Several decades ago I was a Republican. This information will startle many, but when they started losing their minds, I left that side of the aisle. They are still severely in need of white coats that buckle in the back, but I thought people might enjoy a blast from the past when I was really angry with Jerry Brown over the busing issue. As a single, working mother, I didn’t want the state carting my kids all over creation at a huge cost while forcing them to breath freeway effluvia a couple of hours a day. Since I had access to an opinion column of a weekly paper in the San Fernando Valley, the following piece published in 1979 was the result and might be fun now that I am rooting for Jerry and his battles against the marauding right wing while trying to make some headway against California’s budget mess. Still the very last line holds up for all politicians everywhere and at all times.
While re-reading it, I realized that absolutely nothing has changed in 31 years except that Linda Ronstadt and I have gotten a lot older. At least she can still sing and I can still write.
Jerry Brown…bringing up the rear!
The recent gubernatorial elections have placed Jerry Brown in the politically enviable position of being as liberal or conservative as he wishes by the simple expediency of leaving town while avoiding the honor of being ridden out on a rail.
It would seem that with the prospect of the Presidency in the offing that the Governor has taken a cue from previous aspirants for that office and chosen to be viable without the necessity of fulfilling his present office in such a way as to draw neither praise nor criticism.
In our current society there are few who would begrudge Mr. Brown a vacation at his own expense or deny him the comfort and companionship of Miss Ronstadt, nor even accuse him of having gone from potential pontiff to peripatetic profligate all in one lifetime. But the question must arise as to how one governs a state in absentia, only returning long enough to rescind any Lieutenant Gubernatorial decisions he feels cast him in a politically ambiguous position with his party’s hierarchy.
The degree of public participation in the elective process has been most noticeable recently by its absence. While apathy is not a laudable virtue, it can be understood if not condoned by the fact that we have been cozened once too often by empty slogans followed by little or no action. The citizens faith in our politicians can best be restored by those in office making their attitudes known on all issues and then making those attitudes available to the populace for acceptance or rejection.
Slogans are fine for sixty second television ads, but they have no place in the actual process of governing. It is time for hard practical decisions not double talk. When one is elected to lead, leadership is expected. Most particularly when it means choosing sides and making definite statements of position. At a time when several issues are coming to a head in our state from the curtailment of government spending and waste in the wake of Proposition 13 to one aspect of the methods by which all the children of the state may best be served by our educational system, it is improper for the Governor of that state to go from cant to recant.
The whole basis of our government is an informed and active populace. Ad campaigns do not inform. Buzz words and catch phrases coined by well paid PR men and speechwriters do not encourage the involvement of the electorate. It is a time for those elected to office and those who placed them in that position to assume their mutual responsibilities.

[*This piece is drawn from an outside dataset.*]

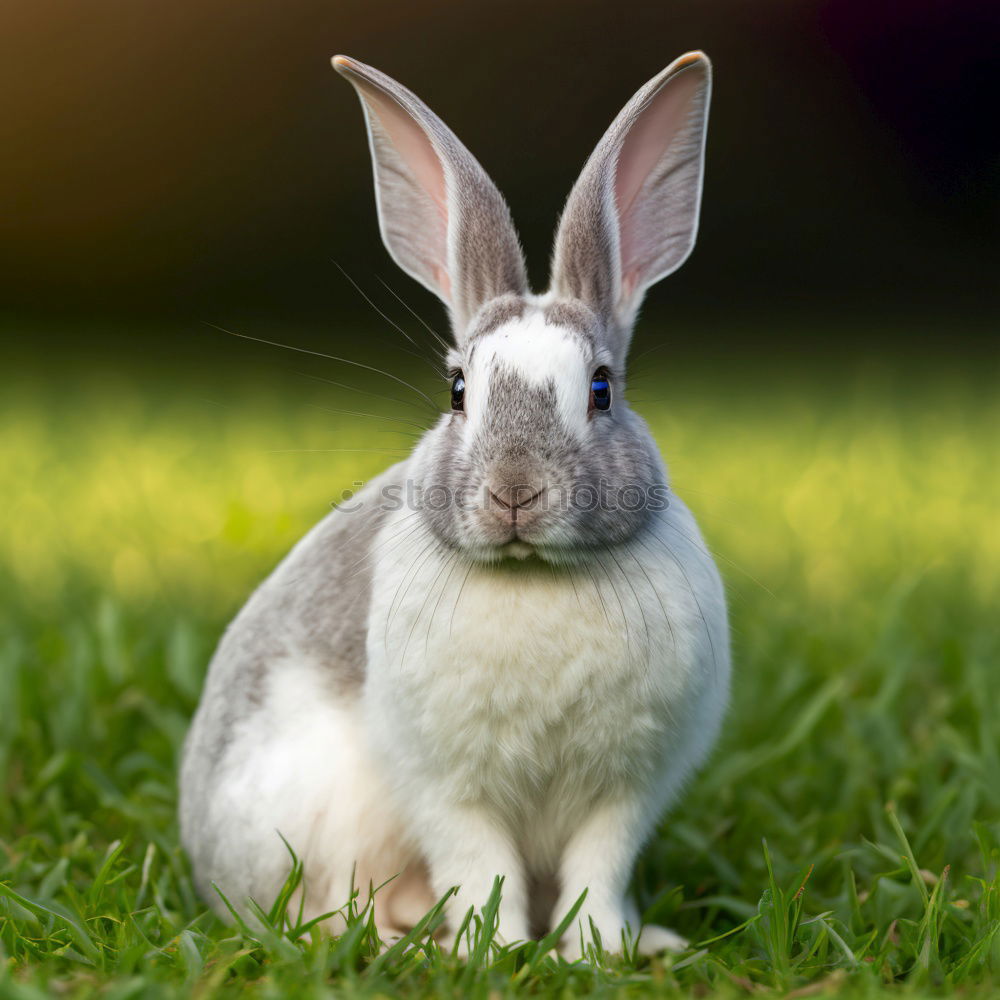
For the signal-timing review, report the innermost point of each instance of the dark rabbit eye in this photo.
(600, 391)
(458, 392)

Jerry Brown can best demonstrate his ability to perform the duties of any elective office by having the courage to call a special election on the issues of government spending and forced busing which are now ready for the public’s decision. If he feels this would tarnish his image, he could at least have the grace to leave town long enough for Mike Curb to do the job properly, and then Jerry can return and once more lead the way by bringing up the rear.
Catchy jingles may sell soap – once. They can even sell politicians – once. But unless the image is backed up by action, both the soap and the politician will go down the drain.